Media files are indexed through the same endpoints as text documents. No special configuration is needed-Captain automatically detects the file type and routes it through the appropriate processing pipeline.

### Index from cloud storage

```python
import requests

BASE_URL = "https://api.runcaptain.com"
API_KEY = "your_api_key"
headers = {
    "Authorization": f"Bearer {API_KEY}",
    "Content-Type": "application/json"
}

# Index an S3 bucket containing mixed content (PDFs, images, videos, audio)
response = requests.post(
    f"{BASE_URL}/v2/collections/my_media_library/index/s3",
    headers=headers,
    json={
        "bucket_name": "my-media-bucket",
        "aws_access_key_id": "AKIAIOSFODNN7EXAMPLE",
        "aws_secret_access_key": "wJalrXUtnFEMI/K7MDENG/bPxRfiCYEXAMPLEKEY",
        "bucket_region": "us-east-1",
        "processing_type": "advanced"
    }
)

print(response.json())
```

### Index from URL

```python
# Index media files from direct URLs
response = requests.post(
    f"{BASE_URL}/v2/collections/my_media_library/index/url",
    headers=headers,
    json={
        "urls": [
            "https://example.com/product-demo.mp4",
            "https://example.com/screenshot.png",
            "https://example.com/podcast-episode.mp3"
        ],
        "processing_type": "basic"
    }
)
```

### Upload files directly

```python
# Upload files via multipart form
with open("meeting_recording.mp4", "rb") as video, open("notes.pdf", "rb") as pdf:
    response = requests.post(
        f"{BASE_URL}/v2/collections/my_media_library/index/file",
        headers={
            "Authorization": f"Bearer {API_KEY}",
        },
        files=[
            ("files", ("meeting_recording.mp4", video, "video/mp4")),
            ("files", ("notes.pdf", pdf, "application/pdf")),
        ],
        data={"processing_type": "basic"}
    )
```

## Using with Inference (AI-Powered Answers)

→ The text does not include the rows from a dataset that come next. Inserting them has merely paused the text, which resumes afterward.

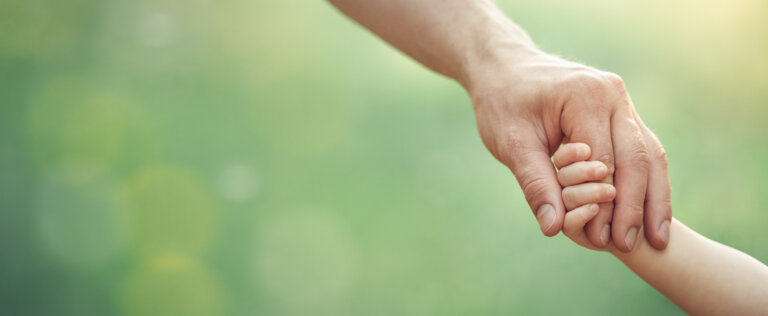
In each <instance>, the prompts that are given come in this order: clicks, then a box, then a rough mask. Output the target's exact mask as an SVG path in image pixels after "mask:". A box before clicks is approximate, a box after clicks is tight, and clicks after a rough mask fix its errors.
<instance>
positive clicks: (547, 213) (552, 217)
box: [536, 204, 555, 232]
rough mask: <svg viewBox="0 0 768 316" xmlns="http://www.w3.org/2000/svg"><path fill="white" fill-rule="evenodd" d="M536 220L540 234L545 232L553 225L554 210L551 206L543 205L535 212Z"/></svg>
mask: <svg viewBox="0 0 768 316" xmlns="http://www.w3.org/2000/svg"><path fill="white" fill-rule="evenodd" d="M536 219H537V220H538V221H539V227H541V231H542V232H546V231H548V230H549V228H551V227H552V225H554V224H555V208H554V207H552V205H551V204H544V205H542V206H540V207H539V210H538V211H536Z"/></svg>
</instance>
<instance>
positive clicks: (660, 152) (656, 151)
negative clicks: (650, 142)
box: [652, 146, 669, 168]
mask: <svg viewBox="0 0 768 316" xmlns="http://www.w3.org/2000/svg"><path fill="white" fill-rule="evenodd" d="M652 155H653V160H654V162H656V163H660V164H661V165H662V166H663V167H664V168H666V167H667V165H668V164H669V159H668V158H667V151H666V150H665V149H664V147H662V146H658V147H656V149H654V150H653V154H652Z"/></svg>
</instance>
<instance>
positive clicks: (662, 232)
mask: <svg viewBox="0 0 768 316" xmlns="http://www.w3.org/2000/svg"><path fill="white" fill-rule="evenodd" d="M659 237H661V240H663V241H664V242H667V243H668V242H669V220H668V219H666V220H664V221H663V222H661V225H659Z"/></svg>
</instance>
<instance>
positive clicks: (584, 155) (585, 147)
mask: <svg viewBox="0 0 768 316" xmlns="http://www.w3.org/2000/svg"><path fill="white" fill-rule="evenodd" d="M576 154H577V155H579V157H584V156H586V155H588V154H589V147H588V146H586V145H581V146H579V148H577V149H576Z"/></svg>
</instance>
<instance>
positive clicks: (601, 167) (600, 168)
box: [595, 164, 608, 177]
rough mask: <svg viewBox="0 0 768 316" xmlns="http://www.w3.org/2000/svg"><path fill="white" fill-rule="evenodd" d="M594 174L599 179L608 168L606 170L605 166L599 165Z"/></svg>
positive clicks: (606, 170) (606, 168) (600, 164)
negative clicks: (595, 174) (595, 175)
mask: <svg viewBox="0 0 768 316" xmlns="http://www.w3.org/2000/svg"><path fill="white" fill-rule="evenodd" d="M595 172H597V176H598V177H600V176H603V175H605V174H607V173H608V168H606V167H605V165H603V164H600V165H599V166H597V169H596V170H595Z"/></svg>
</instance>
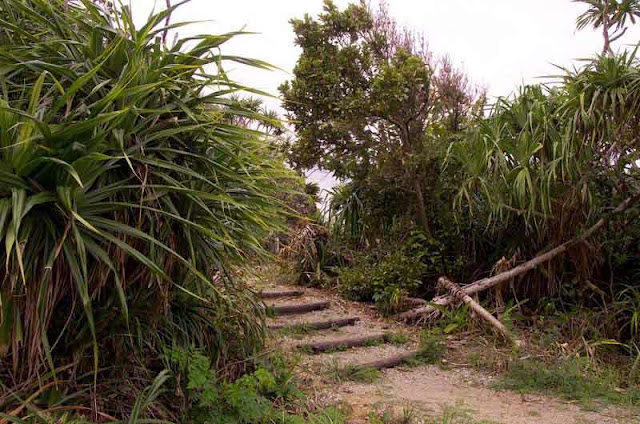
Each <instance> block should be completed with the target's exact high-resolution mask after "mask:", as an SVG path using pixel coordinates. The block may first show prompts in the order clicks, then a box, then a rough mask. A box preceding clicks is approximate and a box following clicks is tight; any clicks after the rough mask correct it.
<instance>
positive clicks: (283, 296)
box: [258, 290, 304, 299]
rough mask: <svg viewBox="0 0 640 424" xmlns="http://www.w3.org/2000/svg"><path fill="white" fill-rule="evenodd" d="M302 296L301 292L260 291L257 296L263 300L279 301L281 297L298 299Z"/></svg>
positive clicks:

When `inference=true`, the AI agent automatically searches across all content types. Media results are presented to the agent as text descriptions with timestamps, and the agent can cite specific media files and segments in its response.

```python
response = requests.post(
    f"{BASE_URL}/v2/collections/my_media_library/query",
    headers=headers,
    json={
        "query": "What was discussed about the product roadmap?",
        "inference": True,
        "rerank": True,
        "search_results": True
    },
    timeout=120.0
)

data = response.json()
print(data["response"])  # AI-generated answer with citations
```

The agent sees media results as a `[Video: meeting_recording.mp4]` label followed by the VLM-generated description, with the segment time range in `metadata.startSec`/`metadata.endSec`, allowing it to cite specific timestamps in its response.

## Limitations

* **Video segments**: Maximum 120 seconds per segment. Longer videos are automatically split.
* **Audio segments**: Maximum 80 seconds per segment. Longer audio files are automatically split.
* **Reranking required**: Multimodal collections require `rerank=true`. Text-only collections are unaffected.
* **Latency**: Multimodal queries take \~1-2 seconds (text embedding + media search + reranking). Text-only queries are unchanged. We are continuously optimizing query latency to make search as fast as possible without compromising accuracy.